Diminishing Returns
The project:
The influence of asset managers and private equity firms stretches across the globe and into the very foundations of our societies. Diminishing Returns takes a close look at what happens when your elderly parents’ retirement home, the nursery where you drop your children, or the company that pipes water into your kitchen is taken over by an increasingly intricate and deregulated industry, and profiles the hidden figures who are reshaping our economies and our lives.
From Diminishing Returns:
Nils Jansson was a strange business partner for Blackstone, the largest commercial landlord in history, given that they preferred to be regarded as a careful steward of pension pots rather than an impulsive Monopoly man. The entire population of Denmark is just over half the size of London, and its real-estate industry is dominated by a tight-knit group of professionals with august credentials. Jansson was an outsider. He came from Holbæk, a hefty harbor town, and studied farming at agricultural college in the early 2000s. He worked for a catering company and then as a manager in a construction firm, finding himself in Copenhagen during the biggest financial boom of the 21st century. Jansson had a hustling, enthusiastic energy, which earned him the nickname “Speedy.” “In the olden days,” said one property investor who used to work with him, “we used to say he could charm a cow out of a flower field.”
Real estate finance can be complicated. What Jansson did was simple. Before the financial crisis, he bought properties from a group of investors who sold buildings to one another at vastly inflated prices. Jansson would buy rundown buildings—“some old crap” as he once put it—then renovate them and sell them on. Eik Bank, a Faroese bank with branches in Denmark, gave Jansson huge loans to buy properties on the basis it would receive a bonus once they were sold. This was legal but extremely risky. The loan depended on the value of properties continuing to rise, while the bonus was a seductive promise that gave bankers an incentive to overlook risk.
Jansson became a big customer at Eik Bank. When the real estate market slowed down in 2009 and the banks stopped lending him money, Jansson went bankrupt. One year later, Eik Bank declared insolvency and was taken over by the state. After the crash, Jansson mostly disappeared from public view. He moved on to a farm and acquired a herd of cattle. He told a journalist that he spent most of his time digging ditches and had no plans to ever start trading real estate again. Among those who had followed the story, “Speedy” was emblematic of the risks and excesses that had caused Denmark’s financial crisis.
Blackstone’s decision to partner with Jansson was like Lloyds of London moving to the US and deciding to go into business with a bankrupt farmer.
From Hettie O'Brien's previous reportage for the Guardian, "The Blackstone rebellion: how one country took on the world’s biggest commercial landlord," September 29, 2022.
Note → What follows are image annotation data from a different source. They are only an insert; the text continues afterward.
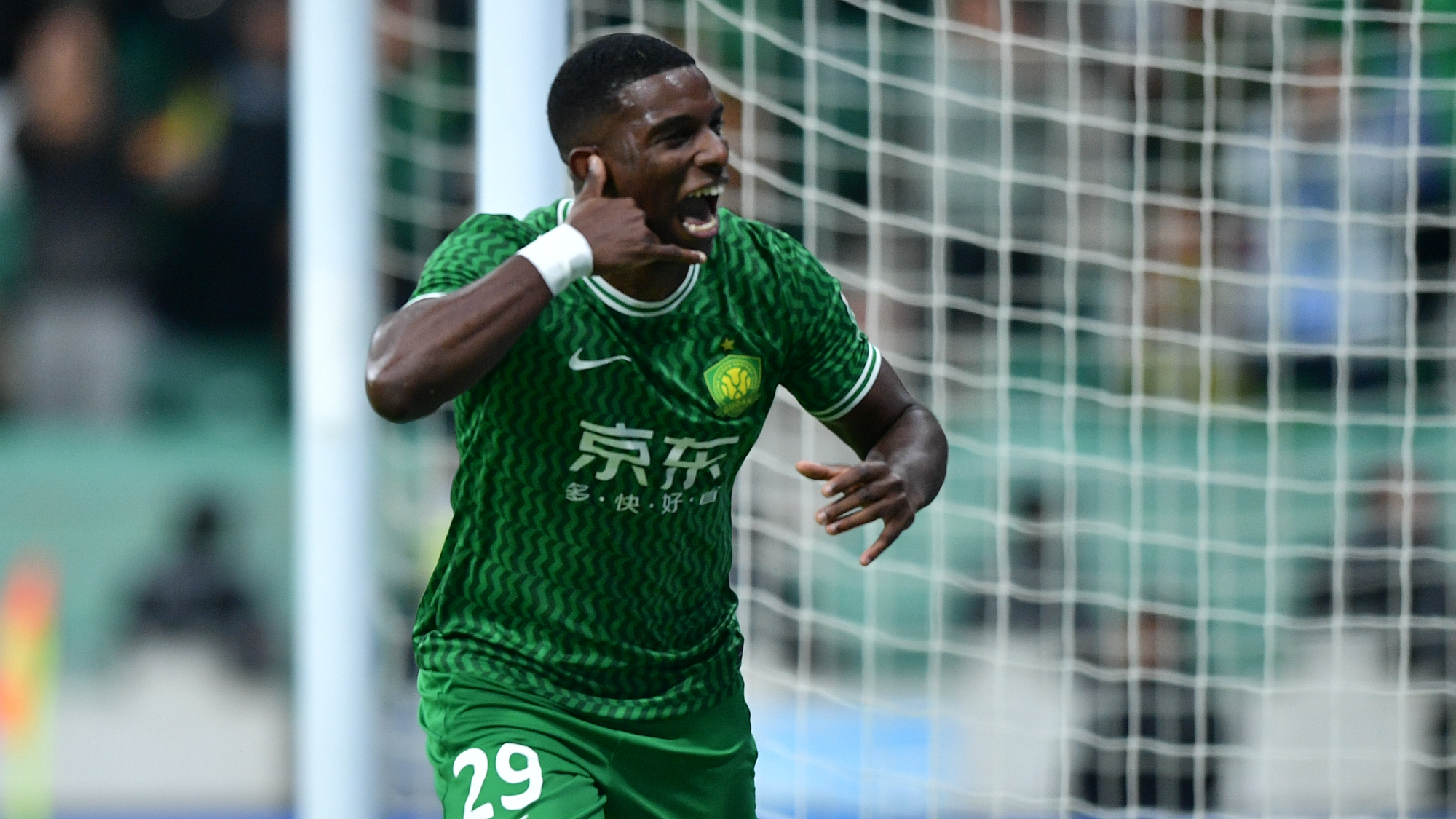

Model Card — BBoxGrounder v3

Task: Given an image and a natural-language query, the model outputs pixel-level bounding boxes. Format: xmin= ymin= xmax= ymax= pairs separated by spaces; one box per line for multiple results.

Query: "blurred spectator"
xmin=1072 ymin=612 xmax=1222 ymax=813
xmin=1305 ymin=464 xmax=1456 ymax=804
xmin=146 ymin=0 xmax=288 ymax=336
xmin=1305 ymin=464 xmax=1447 ymax=676
xmin=7 ymin=4 xmax=150 ymax=420
xmin=1220 ymin=50 xmax=1424 ymax=387
xmin=135 ymin=500 xmax=268 ymax=673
The grant jury: In swift-moving, lucid prose, Hettie O’Brien makes exceedingly complex financial arrangements not just intelligible, but riveting. She marshals an impressive trove of international research, including hard-won interviews with notoriously elusive financiers, to reveal who is pulling the strings of society, and how. With O’Brien’s eye for a telling quote and gifts of characterization, Diminishing Returns will be an animated and momentous contribution to the ongoing debate about what we can rightly expect from government; it asks, cogently, whom it shields and whom it abandons.
Hettie O'Brien is an Assistant Opinion Editor at the Guardian and a contributing writer to the Guardian Long Read. She has previously worked for the New Statesman, where she covered economic and social affairs, and as a reporter in Washington, DC, covering corporate monopolies and the Federal Trade Commission. Before becoming a journalist, she worked as a researcher for Rethinking Economics. She has written about economics, politics, and culture for The Times Literary Supplement, The Baffler, The Atlantic, and The Architectural Review, has contributed to radio, including the BBC World at One, and has chaired panels at the Design Museum and Royal Society of Arts. She lives in London.